Chora. Note on Relating
January 2020Poetics of space, not dramaturgy of actions
The space gives the movement, the movement unveils the space.
We are working on a different relation of time and space: different from installation in which space is exhibited and visitors move; different from performance in which time moves and spectators watch.
We are interested in how spaces, various spaces move bodies – performers’ bodies as well as visitors’ bodies. We take ”space” as relational sensorium in which bodies are being moved by being here – through affections, sensations, perceptions: listening, seeing, sensing, experiences of closeness and distance.
”Being moved” is taken in all senses: the physical and somatic movement of the body as well as the affective and reflective movement of the soul and the mind – feeling and thinking.
We are interested in how such a being moved by relations is given back to a space, allowing the space to appear: The space gives the movement, the movement unveils the space.
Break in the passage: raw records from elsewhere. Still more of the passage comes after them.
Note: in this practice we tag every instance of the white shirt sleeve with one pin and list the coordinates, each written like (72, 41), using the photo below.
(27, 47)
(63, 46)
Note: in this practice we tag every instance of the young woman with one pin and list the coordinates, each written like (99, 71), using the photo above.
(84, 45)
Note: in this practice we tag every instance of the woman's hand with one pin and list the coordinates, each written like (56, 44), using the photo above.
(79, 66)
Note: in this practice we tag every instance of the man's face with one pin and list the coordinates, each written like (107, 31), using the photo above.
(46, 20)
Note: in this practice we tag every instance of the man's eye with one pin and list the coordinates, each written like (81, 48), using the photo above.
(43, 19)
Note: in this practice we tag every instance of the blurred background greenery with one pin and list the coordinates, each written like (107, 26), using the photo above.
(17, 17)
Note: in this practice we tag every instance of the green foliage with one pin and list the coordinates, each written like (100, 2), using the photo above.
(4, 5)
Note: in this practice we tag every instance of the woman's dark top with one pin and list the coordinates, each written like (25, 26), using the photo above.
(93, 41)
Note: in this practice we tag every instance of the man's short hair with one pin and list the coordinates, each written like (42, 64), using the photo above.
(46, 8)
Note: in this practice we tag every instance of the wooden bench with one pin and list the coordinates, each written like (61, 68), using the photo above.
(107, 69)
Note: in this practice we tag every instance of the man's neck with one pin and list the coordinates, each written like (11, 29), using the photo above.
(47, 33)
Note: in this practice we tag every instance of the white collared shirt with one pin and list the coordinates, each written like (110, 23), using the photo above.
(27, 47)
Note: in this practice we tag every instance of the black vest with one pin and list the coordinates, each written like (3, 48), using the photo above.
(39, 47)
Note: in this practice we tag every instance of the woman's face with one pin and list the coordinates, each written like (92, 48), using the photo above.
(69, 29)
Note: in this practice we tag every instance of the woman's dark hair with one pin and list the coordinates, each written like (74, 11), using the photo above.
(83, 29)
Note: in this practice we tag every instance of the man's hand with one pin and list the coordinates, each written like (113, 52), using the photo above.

The main difference in this approach on the side of the performers and their training is that we work on perception and opening up the sensitive antennas of bodies, their awareness for affections, their becoming ”passible” (as a very active way of being passive). We do not work on shapes, we do not intentionally produce a recognisable, readable language of movement. And we also do not work against it, it simply is not our interest.
The main difference on the side of the visitors is that we do not offer any dramaturgy and thus no implied interpretation to be discovered. We do not work on the level of meaning, we do not aim for readable, understandable and recognisable connections; and also not for the opposite. We are trying to change the register. We do not take visitors as detectives who have to find out something, be that meaning, concept, task, score. We want to go before and beyond that and invite audience to let be, let appear what is already here.
Like a landscape the space will open up to the viewer but it is not made for them.
We encourage and invite performers as well as audience to let go of looking for, recognising and identifying relations and rather let them happen, contemplate space, be surprised. We encourage to stop searching for and to forget about missing something.
We understand our work as a space in which relations and connections are not already given, already produced and understood but as a space that opens up to relations – makes them become present, lets them become the space of presence. We do not (re)present relations, we are creating conditions in which they can appear.
The beauty is in the appearing of a relation, in its becoming present, its being born out of nothing and for nothing – again and again.
That is why we do not fill up nothingness. We let it be. Out of nothing and for nothing movement originates. A movement that serves nothing.
We name it ”poetics of space” to put the light on this coming into presence of any and every movement; and to differentiate it from shaping actions and connections that might be the essence of dramaturgy.
I could also say: We work on the conditions – time and space, sensing – and not on the content (or: we take the conditions as content).
This is the reason why movement is different in, of and for all the elements we work with: Movement in and of video images, movement in and of texts, movement in and of a live performance is different from each other because it happens in different spaces. The conditions of time and space are different in the various landscapes shown in video images, different in words and imagination, different in the live environment performers and visitors inhabit and pass through.
The main focus is not on the shape of the movement – the movements of the bodies do not exist independently from where they are, from which space moves the bodies. We try to stay as close as possible to sensed and perceived space and time as themselves moving conditions for movement: the where moves bodies and the bodies’ movement lets the where as where appear. The where drives us, motivates us, moves us – in every sense.
One of the ancient mythological names for a space in movement out of which movement emerges is ”chora”. It still today echoes in the word ”choreography”. Thus, we are working on the essence of choreography as being the art of moving and being moved by time and space.
Parataxis, not syntaxis
One can connect things having a goal, a finality, a unity in mind, aiming for it.
We are looking for ways of relating, connecting, that do not close on unity, finality but that are essentially open.
Ways of relating in which one goes to the other, lets go again, goes on etc. – thus creating an open string, open to infinity. No consecutiveness, no consequence, no progression. But moments of an infinite and and and, one next to the other, in various relations of distance and closeness, of density and looseness, of lightness and heaviness etc. We are interested in intensity and extensity.
A paratactic way of relating rather than a syntactic one, shifting the focus from causality and finality to musicality, to rhythm and infinity.
In paratactic strings difference, distance, separation, pauses – spaces in-between – are not the opposite of relating but the very space for relations. Relations do not fill the gaps, they need them, they come out of them – gaps and relations let each other appear.
This is also true about the relations between different elements and spaces we work with: We do not glue videos, live performance, objects, texts together, trying to bring them closer, thus forming a whole. Our work is not immersive. The ”being-in” we are creating is not total, it is not closed, it is an open whole, a lot of nothing.
The being-in consists of in-betweens, it is an interspace.
In an interspace some elements and spaces can be very closely connected, almost becoming the same; some can be very distant and far away, almost becoming unrelated.
We work with autonomy of different spaces and elements. The autonomy of an element (text, video, performance…) is the condition for relations to happen while at the same time its autonomy can only appear in and as relation to others.